Load the mtcars dataset using pandas and display the first few rows.

In [None]:
df = pd.read_csv('https://zomalextrainingstorage.blob.core.windows.net/datasets/misc/mtcars.csv')
df.head(2)

Models are trained using a set of features (X) and a target variable (y). In this case, we have only one feature (weight) and one target variable (miles per gallon).
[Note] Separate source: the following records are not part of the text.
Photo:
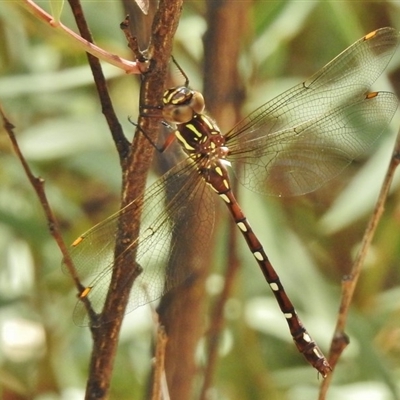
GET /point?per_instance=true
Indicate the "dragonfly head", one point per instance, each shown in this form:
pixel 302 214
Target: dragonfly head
pixel 180 104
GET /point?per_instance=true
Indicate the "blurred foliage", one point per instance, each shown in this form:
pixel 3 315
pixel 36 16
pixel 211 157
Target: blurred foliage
pixel 47 92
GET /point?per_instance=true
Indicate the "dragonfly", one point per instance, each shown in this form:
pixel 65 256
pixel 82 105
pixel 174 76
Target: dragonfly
pixel 291 145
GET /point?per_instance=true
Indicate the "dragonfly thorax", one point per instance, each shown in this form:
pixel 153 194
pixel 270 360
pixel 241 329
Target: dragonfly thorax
pixel 201 137
pixel 181 104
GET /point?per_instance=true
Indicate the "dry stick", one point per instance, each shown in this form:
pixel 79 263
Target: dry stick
pixel 222 81
pixel 130 67
pixel 135 160
pixel 160 388
pixel 340 339
pixel 38 185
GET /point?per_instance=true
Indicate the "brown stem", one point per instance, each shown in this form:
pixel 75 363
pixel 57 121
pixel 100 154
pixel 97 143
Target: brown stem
pixel 340 340
pixel 224 95
pixel 129 67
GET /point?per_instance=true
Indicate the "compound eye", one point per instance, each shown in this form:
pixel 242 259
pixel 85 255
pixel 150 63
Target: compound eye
pixel 178 96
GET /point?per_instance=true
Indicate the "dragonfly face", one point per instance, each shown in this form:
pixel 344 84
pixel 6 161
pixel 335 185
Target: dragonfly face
pixel 291 145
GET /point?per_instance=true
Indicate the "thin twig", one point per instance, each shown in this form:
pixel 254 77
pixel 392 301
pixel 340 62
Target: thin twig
pixel 340 340
pixel 160 387
pixel 130 67
pixel 38 185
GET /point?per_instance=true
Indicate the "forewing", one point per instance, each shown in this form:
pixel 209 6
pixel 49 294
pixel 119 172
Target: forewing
pixel 299 160
pixel 166 236
pixel 268 144
pixel 345 79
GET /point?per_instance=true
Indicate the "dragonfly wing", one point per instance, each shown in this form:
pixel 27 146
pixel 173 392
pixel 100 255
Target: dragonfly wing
pixel 165 237
pixel 346 78
pixel 301 159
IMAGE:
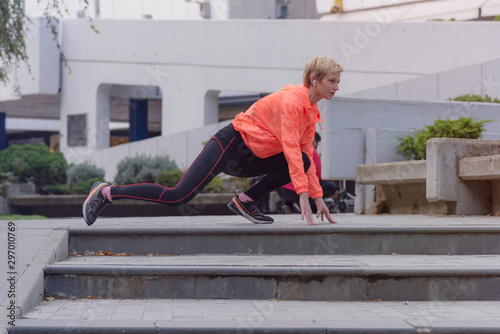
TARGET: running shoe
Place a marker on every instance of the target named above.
(95, 202)
(249, 210)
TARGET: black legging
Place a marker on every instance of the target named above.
(225, 152)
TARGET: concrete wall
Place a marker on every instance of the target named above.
(43, 54)
(483, 79)
(188, 59)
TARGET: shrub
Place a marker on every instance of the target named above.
(54, 189)
(34, 163)
(83, 172)
(476, 98)
(465, 127)
(83, 186)
(142, 169)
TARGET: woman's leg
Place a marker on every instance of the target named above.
(275, 169)
(209, 163)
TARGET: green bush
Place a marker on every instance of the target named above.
(55, 189)
(476, 98)
(169, 178)
(465, 127)
(142, 169)
(83, 172)
(34, 163)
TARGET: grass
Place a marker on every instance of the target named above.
(21, 217)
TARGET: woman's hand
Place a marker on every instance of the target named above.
(323, 210)
(305, 208)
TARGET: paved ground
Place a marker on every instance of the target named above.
(31, 235)
(216, 309)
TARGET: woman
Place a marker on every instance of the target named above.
(272, 138)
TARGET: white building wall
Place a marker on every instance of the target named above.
(482, 79)
(187, 59)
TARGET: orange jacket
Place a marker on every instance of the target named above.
(285, 122)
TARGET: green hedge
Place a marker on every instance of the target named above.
(36, 163)
(414, 147)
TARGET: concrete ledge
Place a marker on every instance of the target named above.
(30, 285)
(295, 271)
(285, 278)
(255, 324)
(403, 172)
(480, 168)
(26, 326)
(243, 325)
(322, 240)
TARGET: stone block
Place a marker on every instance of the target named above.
(443, 181)
(408, 172)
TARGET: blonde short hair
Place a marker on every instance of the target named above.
(318, 67)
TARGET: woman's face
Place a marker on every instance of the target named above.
(328, 86)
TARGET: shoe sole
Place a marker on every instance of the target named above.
(95, 187)
(233, 207)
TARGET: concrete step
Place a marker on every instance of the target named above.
(286, 277)
(292, 239)
(258, 316)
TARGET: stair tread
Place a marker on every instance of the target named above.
(293, 264)
(226, 312)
This is univariate linear regression.

In [None]:
X = df.loc[:, ['wt']] # this is a pandas dataframe
y = df.loc[:,  'mpg'] # this is a pandas series

X.shape, y.shape

## Visualise the data

Plot the relationship between 'wt' (weight) and 'mpg' (miles per gallon).

In [None]:
plt.scatter(X, y)
plt.xlabel('Weight')
plt.ylabel('Miles per Gallon')
plt.title('Scatterplot of Weight vs MPG')
plt.show()

## Univariate linear regression model

Our first machine learning model uses linear regression to find a relationship between two numeric variables.

In [None]:
model = linear_model.LinearRegression()
model.fit(X.values, y)
print(f'model.coef_, {model.coef_}\nmodel.intercept_: , {model.intercept_}')

Using the model, predict the mpg of a car that weighs 3,000 lbs (3.0 in the dataset).

In [None]:
example_weight = 3.0
example_weight_array = np.array([[example_weight]]) # expects 2D numpy array
mpg_pred = model.predict(example_weight_array)
print(f'Predicted MPG for weight 3.0: {mpg_pred[0]}')

In [None]:
# Predict the values from the model
y_pred = model.predict(X.values)

Recreate the scatter plot and add the regression line from the model.

In [None]:
plt.scatter(X, y, label='Data Points')
plt.plot(X, y_pred, color='red', linewidth=2, label='Regression line')
plt.xlabel('Weight')
plt.ylabel('Miles per Gallon')
plt.title('Weight vs MPG with Regression Line')
plt.legend()
plt.show()

## Multivariate linear regression model

Multivariate regression uses several variables to predict the target variable. For example, we could use weight, horsepower (hp) to predict miles per gallon.

In [None]:
X_multi = df.loc[:, ['wt', 'hp']]
X_multi.shape

Note that there are now two coefficients, one for each feature.

In [None]:
model_multi = linear_model.LinearRegression()
model_multi.fit(X_multi.values, y)
print(f'model_multi.coef_, {model_multi.coef_}\nmodel_multi.intercept_: , {model_multi.intercept_}')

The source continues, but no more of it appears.